Whether or not Bill Clinton had sexual relations with that woman is apparently irrelevant. Vanity Fair is sticking by its story.

The glossy has shot down calls from Gina Gershon's reps to retract its bombshell July cover story that links the former president to the Bound star.

"We don't believe that any correction is warranted," Vanity Fair spokeswoman Beth Kseniak said in a statement.

"Todd Purdum's article does not indicate that former President Bill Clinton had an improper relationship with Gina Gershon. The story merely examines the concerns of some of Clinton's aides about reports of his behavior."

Purdum's scathing profile of Clinton, titled "The Combeback Id," cites "dinner party gossip" that the former commander in chief has been less than faithful to Hillary since recovering from heart surgery in 2004.

Purdum alleges that unnamed aides to Clinton were nervous about the former president's reputed sexual dalliances, suggesting he made stops in California to "visit" Gershon.

And that prompted an immediate outcry from the 45-year-old actress' camp.

"Todd Purdum's insinuation is a lie and is irresponsible journalism," said publicist Mara Buxbaum. Lawyer Lynda Goldman wrote a threatening letter to Vanity Far demanding a full retraction.

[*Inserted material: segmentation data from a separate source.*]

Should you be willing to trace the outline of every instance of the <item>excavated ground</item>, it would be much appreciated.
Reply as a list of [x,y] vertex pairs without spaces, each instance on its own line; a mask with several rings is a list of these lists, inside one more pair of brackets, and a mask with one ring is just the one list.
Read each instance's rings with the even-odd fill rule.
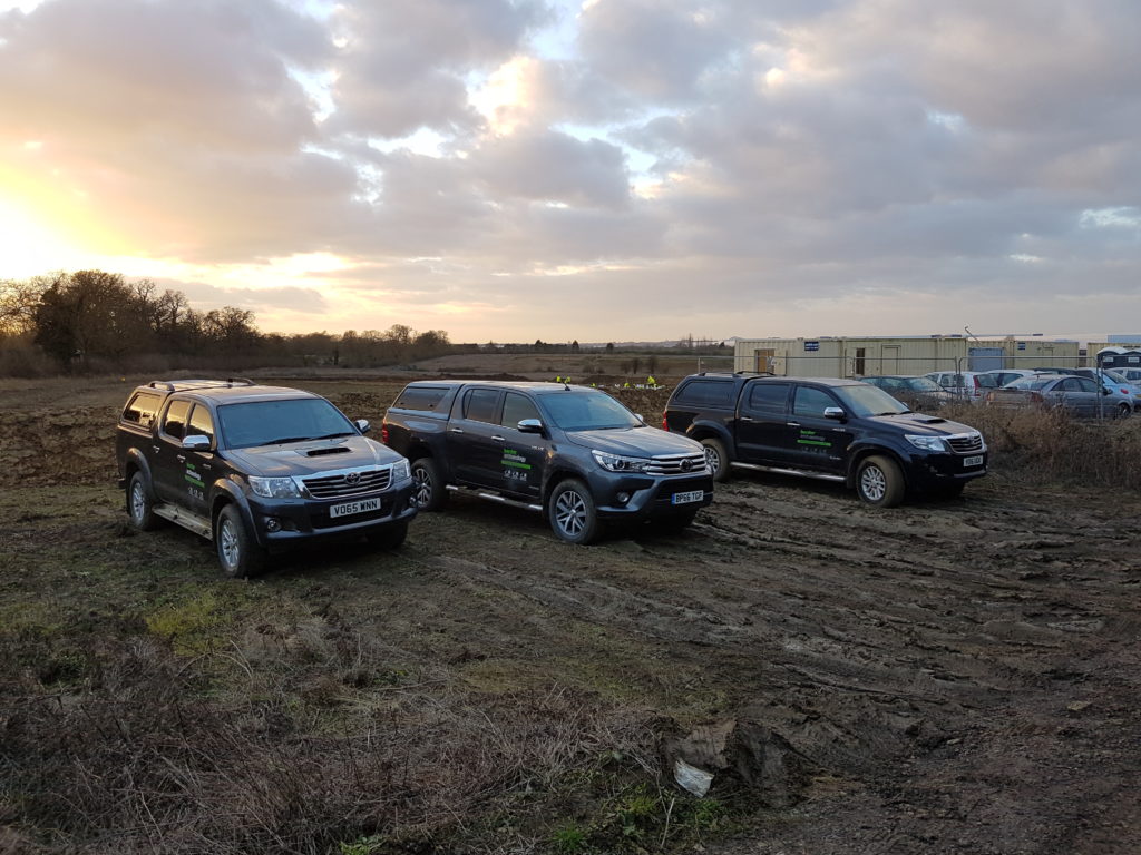
[[[297,384],[377,425],[398,390]],[[3,392],[9,619],[143,608],[132,578],[217,583],[204,542],[123,530],[112,425],[130,385]],[[569,547],[537,515],[458,498],[398,553],[304,553],[251,586],[334,609],[443,683],[558,683],[682,735],[753,734],[712,793],[744,780],[758,813],[707,853],[1136,853],[1139,511],[1001,470],[891,511],[750,473],[679,535]]]

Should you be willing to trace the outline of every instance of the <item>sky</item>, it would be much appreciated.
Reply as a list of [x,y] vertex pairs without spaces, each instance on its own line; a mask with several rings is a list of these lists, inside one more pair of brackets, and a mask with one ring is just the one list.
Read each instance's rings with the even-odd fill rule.
[[1141,332],[1136,0],[0,0],[0,279],[265,332]]

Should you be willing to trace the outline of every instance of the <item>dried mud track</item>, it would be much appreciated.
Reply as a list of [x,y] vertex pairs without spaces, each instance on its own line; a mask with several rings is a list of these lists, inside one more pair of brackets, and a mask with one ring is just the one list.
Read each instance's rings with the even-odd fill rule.
[[460,500],[413,548],[494,656],[787,740],[816,783],[726,853],[1138,852],[1136,543],[1093,495],[1012,494],[884,512],[744,475],[680,536],[589,549]]
[[[397,391],[305,385],[374,424]],[[10,604],[118,613],[140,581],[219,584],[188,532],[127,530],[121,386],[0,401]],[[682,731],[762,725],[809,774],[787,798],[762,781],[758,826],[715,855],[1139,853],[1141,549],[1117,522],[1139,511],[1001,472],[891,511],[741,474],[685,532],[572,547],[537,514],[460,498],[396,553],[302,553],[242,589],[335,612],[442,705],[555,684]]]

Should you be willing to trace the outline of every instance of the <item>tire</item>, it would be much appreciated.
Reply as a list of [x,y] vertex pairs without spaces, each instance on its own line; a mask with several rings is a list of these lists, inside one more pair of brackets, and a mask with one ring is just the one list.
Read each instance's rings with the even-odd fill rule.
[[404,545],[407,537],[407,522],[393,522],[365,535],[369,544],[375,546],[378,549],[398,549]]
[[705,463],[713,473],[714,481],[725,481],[729,478],[729,454],[725,450],[725,442],[713,437],[702,440],[705,447]]
[[563,481],[551,494],[551,529],[556,537],[568,544],[592,544],[601,534],[598,508],[590,490],[582,481]]
[[159,524],[146,477],[141,472],[131,475],[127,483],[127,515],[131,518],[131,526],[139,531],[149,531]]
[[856,492],[875,507],[895,507],[904,500],[904,473],[890,457],[865,457],[856,470]]
[[413,461],[412,481],[415,483],[412,500],[421,511],[439,511],[447,503],[447,487],[431,457]]
[[266,551],[254,543],[234,505],[226,505],[215,520],[215,548],[222,573],[245,579],[266,565]]

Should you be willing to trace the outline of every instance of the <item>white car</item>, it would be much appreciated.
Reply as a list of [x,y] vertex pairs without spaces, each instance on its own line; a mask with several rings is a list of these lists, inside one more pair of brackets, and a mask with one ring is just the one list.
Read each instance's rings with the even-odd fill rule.
[[931,372],[924,374],[961,401],[981,404],[987,392],[997,388],[995,378],[987,372]]

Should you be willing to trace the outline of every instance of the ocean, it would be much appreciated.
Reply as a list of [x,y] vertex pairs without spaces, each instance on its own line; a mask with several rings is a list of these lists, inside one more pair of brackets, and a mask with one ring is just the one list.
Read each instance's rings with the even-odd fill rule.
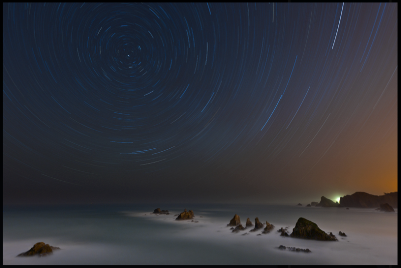
[[[156,207],[171,214],[151,214]],[[174,214],[192,210],[194,221]],[[3,206],[3,264],[396,265],[397,209],[288,205],[113,204]],[[232,233],[235,214],[245,226],[258,217],[275,228]],[[145,215],[146,214],[146,215]],[[302,217],[332,232],[338,241],[286,237]],[[197,221],[197,222],[195,221]],[[339,231],[347,237],[338,235]],[[248,234],[242,234],[247,232]],[[16,257],[38,242],[58,246],[52,255]],[[282,250],[281,245],[310,253]]]

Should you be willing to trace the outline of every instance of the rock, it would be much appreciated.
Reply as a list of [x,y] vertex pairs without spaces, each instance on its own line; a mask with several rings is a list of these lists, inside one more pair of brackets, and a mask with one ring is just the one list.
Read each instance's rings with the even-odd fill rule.
[[316,206],[321,206],[323,207],[341,207],[340,204],[337,203],[336,204],[332,200],[328,198],[326,198],[324,196],[322,196],[320,200],[320,202],[316,205]]
[[292,237],[322,241],[337,240],[334,235],[327,234],[321,230],[317,224],[304,218],[298,219],[290,236]]
[[340,235],[340,236],[347,236],[347,235],[346,235],[346,234],[345,234],[345,232],[342,232],[342,231],[340,231],[339,232],[338,232],[338,235]]
[[182,220],[184,219],[191,219],[193,217],[193,211],[189,210],[186,211],[186,208],[184,209],[184,212],[181,213],[178,215],[178,217],[175,219],[176,220]]
[[235,228],[233,230],[232,232],[238,232],[240,231],[243,231],[245,230],[245,228],[242,226],[242,224],[240,224],[239,225],[235,227]]
[[159,214],[160,213],[160,208],[157,208],[153,212],[153,214]]
[[263,228],[263,223],[259,221],[259,219],[258,218],[258,217],[256,217],[255,218],[255,228],[249,231],[254,232],[261,228]]
[[351,195],[340,197],[340,204],[349,207],[378,207],[387,203],[392,207],[398,207],[398,192],[373,195],[364,192],[356,192]]
[[269,233],[270,232],[270,231],[273,230],[274,228],[274,225],[273,224],[271,224],[269,222],[266,221],[266,226],[263,229],[263,231],[262,232],[262,233]]
[[230,221],[230,223],[227,224],[227,226],[237,226],[241,224],[240,216],[236,214],[234,215],[234,217]]
[[53,254],[54,250],[60,249],[60,247],[52,246],[49,245],[49,244],[45,244],[44,242],[39,242],[34,244],[34,246],[27,252],[19,254],[17,256],[23,257],[38,255],[40,257],[42,257]]
[[394,209],[392,207],[391,207],[391,206],[390,206],[387,203],[385,204],[381,204],[380,205],[380,211],[384,211],[386,212],[395,212],[394,211]]
[[279,246],[278,247],[278,248],[279,249],[281,249],[281,250],[285,250],[286,249],[288,249],[288,250],[292,251],[305,252],[306,252],[306,253],[310,253],[310,252],[312,252],[309,249],[309,248],[306,248],[306,249],[304,249],[303,248],[300,248],[299,247],[297,247],[297,248],[295,248],[295,247],[286,247],[285,246],[284,246],[283,245],[281,245],[280,246]]
[[254,226],[254,224],[253,223],[252,223],[252,222],[251,221],[251,220],[249,219],[249,218],[247,218],[247,223],[245,223],[245,227],[252,227],[253,226]]

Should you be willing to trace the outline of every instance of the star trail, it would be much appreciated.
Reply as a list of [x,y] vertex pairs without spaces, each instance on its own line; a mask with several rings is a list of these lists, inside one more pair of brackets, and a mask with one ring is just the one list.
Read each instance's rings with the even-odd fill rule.
[[4,201],[396,191],[397,8],[4,3]]

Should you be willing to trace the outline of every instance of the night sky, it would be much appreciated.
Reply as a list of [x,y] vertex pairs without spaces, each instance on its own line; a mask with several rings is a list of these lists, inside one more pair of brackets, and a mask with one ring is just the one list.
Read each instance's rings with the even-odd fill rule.
[[397,191],[397,10],[4,4],[3,201]]

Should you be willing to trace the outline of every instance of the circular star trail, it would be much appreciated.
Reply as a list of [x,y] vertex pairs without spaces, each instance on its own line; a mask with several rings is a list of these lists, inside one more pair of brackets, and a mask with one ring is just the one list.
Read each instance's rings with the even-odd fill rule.
[[393,187],[397,16],[391,3],[4,4],[4,187],[205,200],[374,188],[383,172]]

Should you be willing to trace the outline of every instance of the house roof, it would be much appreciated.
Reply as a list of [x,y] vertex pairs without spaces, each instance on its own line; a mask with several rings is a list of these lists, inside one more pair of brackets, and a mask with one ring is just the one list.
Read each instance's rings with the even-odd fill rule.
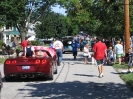
[[6,35],[20,35],[19,31],[14,27],[13,31],[5,31]]

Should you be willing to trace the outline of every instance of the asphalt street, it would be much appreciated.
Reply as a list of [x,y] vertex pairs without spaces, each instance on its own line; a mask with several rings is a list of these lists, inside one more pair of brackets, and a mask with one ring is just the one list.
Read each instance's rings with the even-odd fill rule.
[[1,99],[133,99],[133,92],[112,66],[105,66],[104,77],[98,77],[95,65],[83,64],[82,52],[77,60],[71,53],[63,54],[58,74],[52,81],[5,82],[3,65]]

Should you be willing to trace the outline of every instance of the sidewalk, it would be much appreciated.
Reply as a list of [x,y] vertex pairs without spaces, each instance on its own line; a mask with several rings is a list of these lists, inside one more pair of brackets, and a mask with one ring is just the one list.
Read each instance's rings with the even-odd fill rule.
[[[79,90],[84,94],[79,99],[133,99],[133,92],[112,66],[104,66],[104,77],[99,78],[96,65],[91,65],[91,62],[83,64],[82,52],[78,53],[76,61],[69,62],[73,64],[70,66],[70,73],[73,72],[74,76],[70,73],[68,76],[72,76],[74,81],[80,82]],[[72,69],[76,70],[73,71]],[[72,80],[69,78],[67,81],[71,82]],[[80,93],[78,94],[80,96]]]

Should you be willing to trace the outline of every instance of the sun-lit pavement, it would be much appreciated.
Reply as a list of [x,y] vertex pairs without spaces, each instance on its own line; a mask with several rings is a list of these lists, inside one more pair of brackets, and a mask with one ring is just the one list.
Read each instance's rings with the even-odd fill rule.
[[[0,69],[3,74],[3,65]],[[4,82],[1,99],[132,99],[112,66],[105,66],[103,78],[98,75],[95,65],[83,64],[81,52],[76,61],[72,54],[64,54],[54,80]]]

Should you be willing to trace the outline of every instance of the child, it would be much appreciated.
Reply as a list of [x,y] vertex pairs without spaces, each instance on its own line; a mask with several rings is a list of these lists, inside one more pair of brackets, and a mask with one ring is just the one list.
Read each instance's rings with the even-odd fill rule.
[[114,52],[113,52],[112,47],[109,47],[107,54],[108,54],[108,64],[110,65],[114,61]]
[[132,53],[132,49],[129,48],[128,53],[126,53],[126,62],[128,63],[128,72],[129,73],[132,72],[132,69],[131,69],[131,66],[133,64],[132,60],[133,60],[133,53]]
[[84,56],[84,64],[87,64],[88,63],[88,57],[91,57],[90,53],[89,53],[89,44],[85,45],[85,47],[83,49],[83,56]]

"Through the innuendo-laden assertion that Ms. Gershon has been 'visiting' with President Clinton in California, the article outrageously insinuates that Ms. Gershon has had an inappropriate sexual relationship with President Clinton. This is absolutely false...and she is extremely offended by the false and defamatory inference that she engaged in an adulterous relationship with the president."

Clinton himself was ticked off, quoted earlier this week calling Purdum a "dishonest reporter" and a "scumbag," remarks that his wife's presidential campaign later said he regretted.

For his part, Purdum has rejected the criticism, telling CNN that he was "very careful to say there is no clear-cut evidence that President Clinton has done anything improper."

Of course, this all hinges on what Purdum's definition of is is.